Any faithful person or a person with some moral integrity will always be morally aware of his or her actions; politics or otherwise. The concept that nothing is inherently good or evil is naturally flawed. The scientific connotation of value-neutrality, if applied to day-to-day life, more often than not leads to absolute lack of empathy and altruism which is catastrophic to social reality. This also explains why the study of social reality, the social sciences, are closely associated with “ethics”. It is imperative to classify what is bad to differentiate what is a good life, and altruism is one of the five types of sociality that differentiates humans from animals.
I thought that Zaman was actually right in that politics is inevitable to man. We have limited resources, and the ends of any political process is the acquisition and use of those resources. It is entirely up to the person exercising power whether his actions are self-serving or for the common good.
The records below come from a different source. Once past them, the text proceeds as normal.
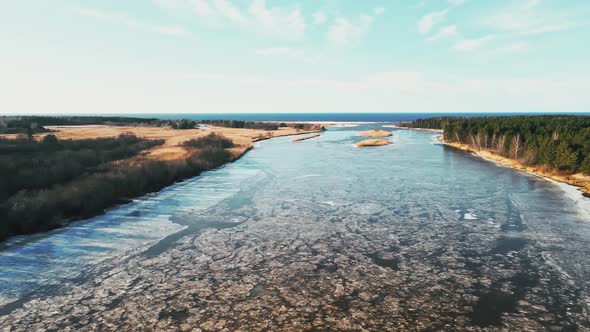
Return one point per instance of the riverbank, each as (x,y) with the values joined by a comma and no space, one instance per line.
(418,129)
(579,180)
(89,181)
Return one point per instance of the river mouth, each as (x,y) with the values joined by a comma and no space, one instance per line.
(321,235)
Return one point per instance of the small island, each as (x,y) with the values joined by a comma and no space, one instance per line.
(373,142)
(375,133)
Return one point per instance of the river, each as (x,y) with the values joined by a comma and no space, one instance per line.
(321,235)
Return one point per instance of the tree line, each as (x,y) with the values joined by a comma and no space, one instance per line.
(261,125)
(45,184)
(29,125)
(557,142)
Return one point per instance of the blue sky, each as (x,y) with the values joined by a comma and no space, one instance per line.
(207,56)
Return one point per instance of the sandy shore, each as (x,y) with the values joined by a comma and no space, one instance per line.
(375,133)
(418,129)
(579,180)
(373,142)
(303,138)
(173,148)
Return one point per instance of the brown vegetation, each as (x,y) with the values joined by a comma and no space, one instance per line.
(375,133)
(373,142)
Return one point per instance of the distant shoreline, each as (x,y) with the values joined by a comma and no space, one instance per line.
(418,129)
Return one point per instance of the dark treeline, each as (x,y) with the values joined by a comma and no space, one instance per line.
(212,140)
(554,141)
(259,124)
(36,124)
(46,184)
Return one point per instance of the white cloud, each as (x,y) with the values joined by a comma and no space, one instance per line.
(289,23)
(428,21)
(346,33)
(229,11)
(285,22)
(173,30)
(202,8)
(448,31)
(456,2)
(529,18)
(516,47)
(467,45)
(124,19)
(319,18)
(288,53)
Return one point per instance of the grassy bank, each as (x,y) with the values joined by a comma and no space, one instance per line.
(556,147)
(45,184)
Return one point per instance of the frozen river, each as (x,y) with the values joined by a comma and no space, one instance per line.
(317,235)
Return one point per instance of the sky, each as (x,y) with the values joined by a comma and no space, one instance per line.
(275,56)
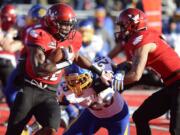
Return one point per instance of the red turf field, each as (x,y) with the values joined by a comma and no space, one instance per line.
(134,99)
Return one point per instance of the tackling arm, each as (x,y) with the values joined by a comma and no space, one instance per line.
(138,63)
(39,64)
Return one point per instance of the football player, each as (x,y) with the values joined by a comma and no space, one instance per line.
(92,44)
(105,107)
(9,45)
(147,48)
(51,46)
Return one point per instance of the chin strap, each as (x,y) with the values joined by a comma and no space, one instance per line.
(68,58)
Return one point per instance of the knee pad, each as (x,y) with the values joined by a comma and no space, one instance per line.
(46,131)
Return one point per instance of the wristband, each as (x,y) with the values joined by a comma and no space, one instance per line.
(63,64)
(96,70)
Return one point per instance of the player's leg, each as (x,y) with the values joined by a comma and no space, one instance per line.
(175,110)
(154,106)
(119,124)
(84,125)
(20,112)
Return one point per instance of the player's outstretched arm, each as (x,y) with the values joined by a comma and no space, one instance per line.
(38,60)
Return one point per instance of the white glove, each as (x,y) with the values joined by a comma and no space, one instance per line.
(117,82)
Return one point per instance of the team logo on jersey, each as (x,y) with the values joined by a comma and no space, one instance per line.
(34,34)
(52,44)
(137,40)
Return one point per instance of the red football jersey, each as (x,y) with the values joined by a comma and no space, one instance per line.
(164,60)
(40,37)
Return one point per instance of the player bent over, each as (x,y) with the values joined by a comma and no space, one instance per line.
(105,107)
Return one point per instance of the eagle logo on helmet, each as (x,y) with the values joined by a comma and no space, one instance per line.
(134,18)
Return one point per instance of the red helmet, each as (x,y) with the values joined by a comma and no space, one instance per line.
(61,21)
(8,16)
(130,20)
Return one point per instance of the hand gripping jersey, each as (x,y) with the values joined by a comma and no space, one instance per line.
(97,103)
(164,60)
(4,54)
(40,37)
(90,51)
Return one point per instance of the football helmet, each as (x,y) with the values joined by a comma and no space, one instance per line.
(35,13)
(8,16)
(61,21)
(129,21)
(86,28)
(77,79)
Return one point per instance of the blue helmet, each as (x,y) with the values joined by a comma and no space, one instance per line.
(37,11)
(77,79)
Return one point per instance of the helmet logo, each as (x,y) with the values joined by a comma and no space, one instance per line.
(34,34)
(52,14)
(137,40)
(134,18)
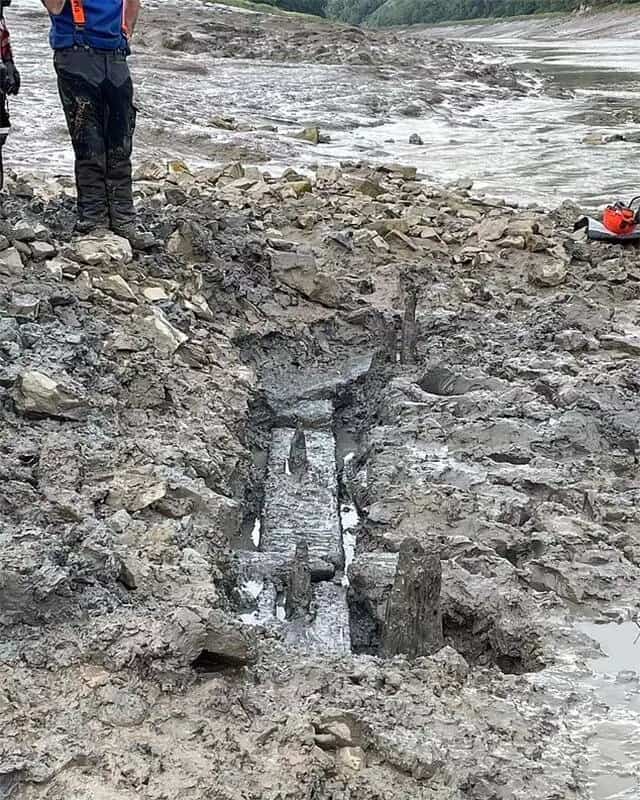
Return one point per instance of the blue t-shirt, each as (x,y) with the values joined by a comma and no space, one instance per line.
(102,29)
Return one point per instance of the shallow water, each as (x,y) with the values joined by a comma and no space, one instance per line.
(603,692)
(528,149)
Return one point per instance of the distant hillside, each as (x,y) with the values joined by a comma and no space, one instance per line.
(381,13)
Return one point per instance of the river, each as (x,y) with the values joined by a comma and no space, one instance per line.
(528,149)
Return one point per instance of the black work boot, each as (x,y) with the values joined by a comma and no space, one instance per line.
(87,227)
(138,239)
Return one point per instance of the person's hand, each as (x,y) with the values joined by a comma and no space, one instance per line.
(11,78)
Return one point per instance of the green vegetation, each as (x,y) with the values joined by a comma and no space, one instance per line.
(411,12)
(381,13)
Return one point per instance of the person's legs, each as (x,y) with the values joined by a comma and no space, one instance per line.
(119,129)
(80,78)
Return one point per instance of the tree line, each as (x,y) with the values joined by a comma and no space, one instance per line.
(413,12)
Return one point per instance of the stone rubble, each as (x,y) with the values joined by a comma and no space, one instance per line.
(478,363)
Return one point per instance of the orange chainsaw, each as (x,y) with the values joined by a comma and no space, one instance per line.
(621,218)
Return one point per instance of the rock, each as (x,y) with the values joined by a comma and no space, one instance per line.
(413,619)
(406,172)
(41,251)
(340,732)
(300,271)
(350,759)
(180,243)
(576,341)
(150,171)
(38,394)
(155,294)
(312,135)
(166,337)
(225,644)
(11,262)
(198,304)
(115,286)
(120,708)
(24,306)
(370,188)
(224,123)
(23,232)
(548,273)
(103,250)
(490,230)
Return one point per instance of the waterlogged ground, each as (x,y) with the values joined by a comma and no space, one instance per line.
(526,146)
(523,145)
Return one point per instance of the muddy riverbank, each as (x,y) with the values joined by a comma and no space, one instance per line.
(214,453)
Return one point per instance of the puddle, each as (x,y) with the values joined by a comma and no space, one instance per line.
(349,520)
(256,533)
(620,643)
(605,693)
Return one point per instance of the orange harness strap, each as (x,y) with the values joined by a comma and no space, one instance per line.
(77,10)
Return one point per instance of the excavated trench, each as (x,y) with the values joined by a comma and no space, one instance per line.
(309,562)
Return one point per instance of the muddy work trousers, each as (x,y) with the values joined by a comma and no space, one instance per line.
(97,96)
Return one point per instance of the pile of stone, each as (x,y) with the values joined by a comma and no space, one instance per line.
(496,418)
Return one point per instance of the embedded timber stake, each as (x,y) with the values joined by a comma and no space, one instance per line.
(299,592)
(413,619)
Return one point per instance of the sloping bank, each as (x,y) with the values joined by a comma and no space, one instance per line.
(617,23)
(177,428)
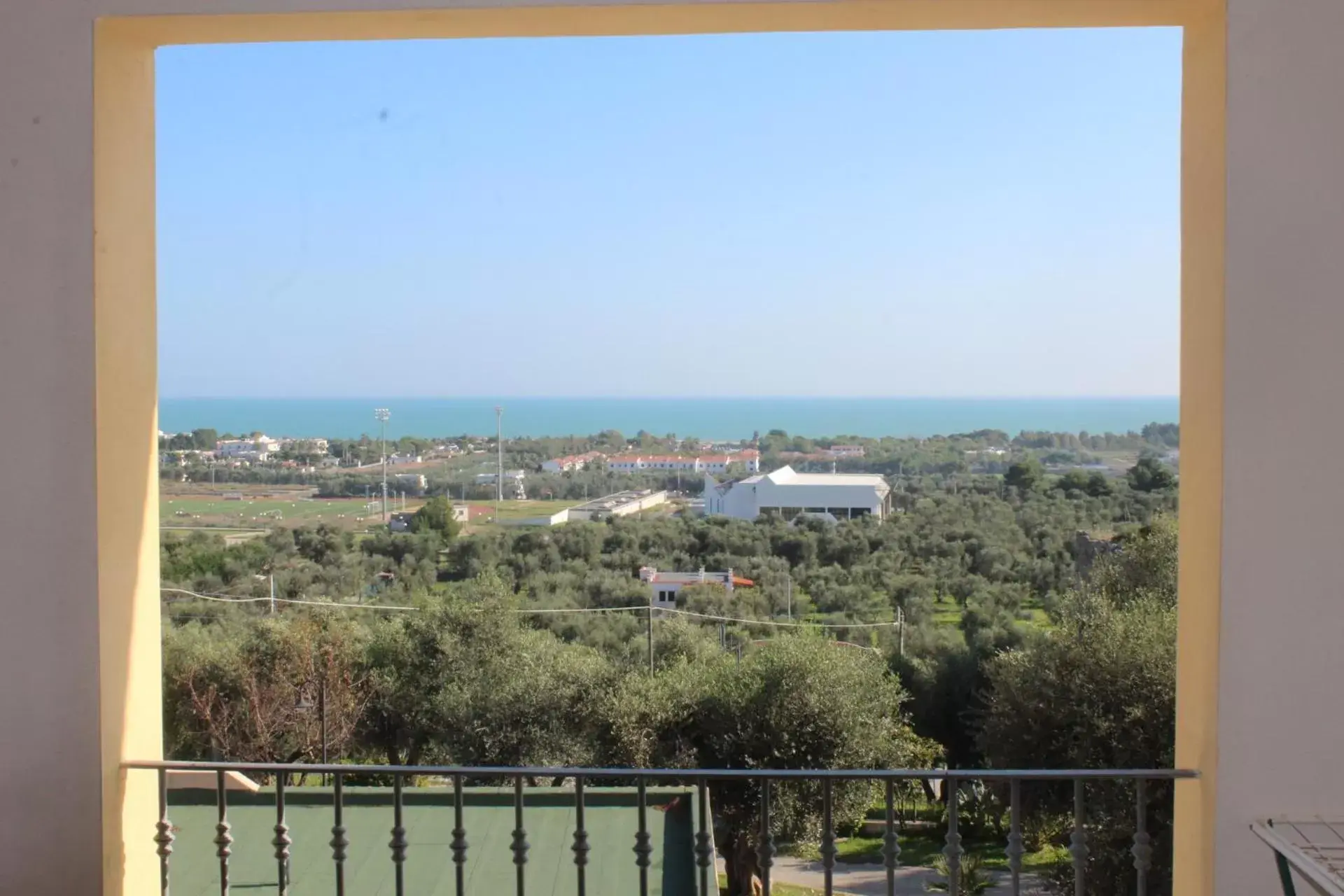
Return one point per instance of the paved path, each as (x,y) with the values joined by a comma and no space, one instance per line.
(872,880)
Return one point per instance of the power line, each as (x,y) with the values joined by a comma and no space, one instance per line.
(230,598)
(787,625)
(227,598)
This also led me to think that moral character of a leader is not his private matter. In fact, nothing of a “public” leader is private. In purely Pakistani context, it is not without good cause to emphasise the moral integrity of every politician. The people of Pakistan will have to abandon the practice of electing “the lesser evil”, and they need to severely penalize every politician with questionable moralities – but through their vote obviously.
It is only through this that we can ensure that the perennial belief of politics as evil in Pakistan can be changed, we need good politicians at the helm of affairs for an equitable and fair society.
But, as I was thinking all that, Dr. Amani Moazzam took a recess, and Zaman excitedly quoted Cersei Lannister, “when you play the game of thrones, my lord, you win or you die”, to bring me back to the reality of Pakistani politics.